Kurgan

Description

93 pages
Contains Index
$12.95
ISBN 0-88984-211-6
DDC C811'.54

Author

Year

2000

Contributor

Reviewed by W.J. Keith

W.J. Keith is a retired professor of English at the University of Toronto and author A Sense of Style: Studies in the Art of Fiction in English-Speaking Canada.

Review

Don Coles’s latest book of poems (his ninth, if one includes a
“Selected” published in England) contains 18 new poems and revised
versions of 15 earlier ones, and in some respects it can be regarded as
a celebration of his 25 years as a published poet. His first book,
Sometimes All Over (1975), established him as one of our most dedicated
poets of meditation, circling around a small number of crucial themes:
memory, childhood, the responsibility of art—especially the
photograph—in freezing the moment and so, paradoxically, reminding us
of the inexorability of change and the tyranny of time.

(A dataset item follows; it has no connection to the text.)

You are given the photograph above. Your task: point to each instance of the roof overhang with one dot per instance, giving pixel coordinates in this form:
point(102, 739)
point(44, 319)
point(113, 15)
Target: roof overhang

All these subjects recur here, yet the older poet can bring to them a
greater experience of life and a more sharply honed poetic craft. He has
always been able to catch the immediacy of seemingly casual thought in
his rhythms, and this is managed with a wonderful effortlessness—or,
rather, a convincing illusion of effortlessness—here. One feels that
Coles has reached the stage when he can do anything he wants to do with
words and cadences. The combination of apparent colloquialness with the
exquisite mot juste is masterly.

For example, the title poem refers to a Russian burial mound. Coles
retells the story of an authentic excavation, reproducing the
archeologist’s feelings as the body of a 20-year-old princess who died
2000 years ago is exposed (a palpable but never vulgarly conspicuous
sexual element runs through the poem). His thoughts as a scholar and his
emotions as a man are deftly blended in a wonderfully poised monologue
that has the delicacy, elusiveness, and sadness of his much acclaimed
“Forests of the Medieval World.”

The reprinted poems are seldom radically revised; for the most part,
comparison shows a fastidious concern to get the poem exactly right by
altering line lengths and occasionally replacing a merely adequate word
with a more suitable one. These are the signs of a truly dedicated
poet—and Coles is one of our finest.